Crime novels are particularly dependent on ‘how’ since, to put it crudely, they’re about how the killing happened and how it gets solved. But my guess is that anyone familiar with other popular genres could ‘reduce’ them to similar formulations. (NB Remember that this is Writing 101. More advanced students should consult the ever-relevant Principles of Literary Criticism by I. A. Richards or, perhaps, heed the words of Dr Seuss ‘No matter what you do, somebody always imputes meaning into your books’.)

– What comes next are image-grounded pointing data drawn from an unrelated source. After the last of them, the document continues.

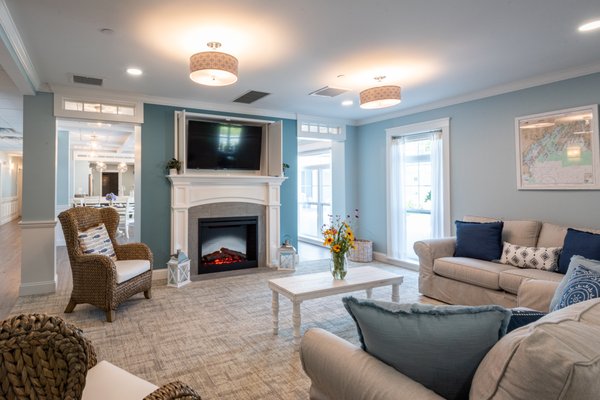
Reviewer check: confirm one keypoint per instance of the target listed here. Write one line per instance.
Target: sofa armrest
(536, 294)
(340, 370)
(428, 251)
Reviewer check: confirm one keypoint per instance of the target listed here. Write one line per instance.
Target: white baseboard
(159, 274)
(27, 289)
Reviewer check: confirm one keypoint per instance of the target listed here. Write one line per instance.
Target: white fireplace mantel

That’s it for now, class. For your writing exercise this month I offer you a torque wrench, a newly-retired female banker, a black stain on the wall of her spare bedroom, a part-time fireman and a sealed casket. Attack them with who, where, what and how. You might even produce a story for Flash in the Pen 2.









12 comments:

Wendy Jones said...

Great advice Bill. I am up for the challenge of the story

Bill Kirton said...

Thanks, Wendy. Maybe another idea for a Cliff Cottage meet then?

Jan Needle said...

Please sir, I've never met a detective who knows what a torque wrench is. Torque wench?

Susan Price said...

Or maybe a separate anthology, Bill - 29 variations on 'a torque wrench, a newly-retired female banker, a black stain on the wall of her spare bedroom, a part-time fireman and a sealed casket.'

Chris Longmuir said...

The newly retired female banker grasped the torque wrench the fireman had brought along to spice up their affair, and waving it in a threatening manner chased him out of her bedroom. It wasn't the wrench she'd minded, it was the black oily stain on the wall he'd left behind when he threw his boots across the room. The more she looked at the stain, the more it annoyed her, so she attacked it with the wrench until she'd made a gaping hole in the wall. As the last chunk of plaster fell from the wall it revealed a casket, 6 feet long and 4 feet wide, and secured with a massive padlock.

And now dear reader, what do you suppose is in the casket? The reward for the correct answer is the never to be missed opportunity of providing an Authors Electric Blog Post for the first vacant guest slot.

Reb MacRath said...

Lovely, Bill. You'll have to assemble your five W's into the form of a chap book. All I ask in return for that suggestion is a gander at the hidden gams of the above woman in red.

Bill Kirton said...

Inspired, Chris, but if the next Kirsty Campbell novel is called The Fireman, the Torque Wrench, the Stain and Mrs McCafferty's Casket, I'll want a percentage.

Susan, it would be an interesting collection.

Jan Needle, stand in the corner and stop thinking of wenches. You'll go blind.

Bill Kirton said...

Reb, female bankers don't have 'gams'. They have index-linked certificates of deposit and ratios of loan principals to appraised values.

Lydia Bennet said...

More helpful questions from Bill, and some fun comments responding to his challenge - I'd like to know more about 'what' the fireman got up to in the bedroom, Chris...

Umberto Tosi said...

Well! That was fun - especially the comments. Now I'm thinking who, or what is Chris' casket, and why?

Bill Kirton said...

Over to you, Chris. What was the fireman doing, and to or with whom? Who or what is the casket? And are they related to the bucket and mop?

Chris Longmuir said...

Ah, now, if I tell you (even if I knew) that would spoil the competitive element. I'm disappointed no one has entered the competition yet, unless the bucket and mop is your contribution, Bill. As for what the female banker and the fireman were doing - whatever happened to imagination? I thought writers were supposed to have loads of that. Oh, and I didn't even mention the handcuffs! And it's amazing how much fun you can have with oily boots!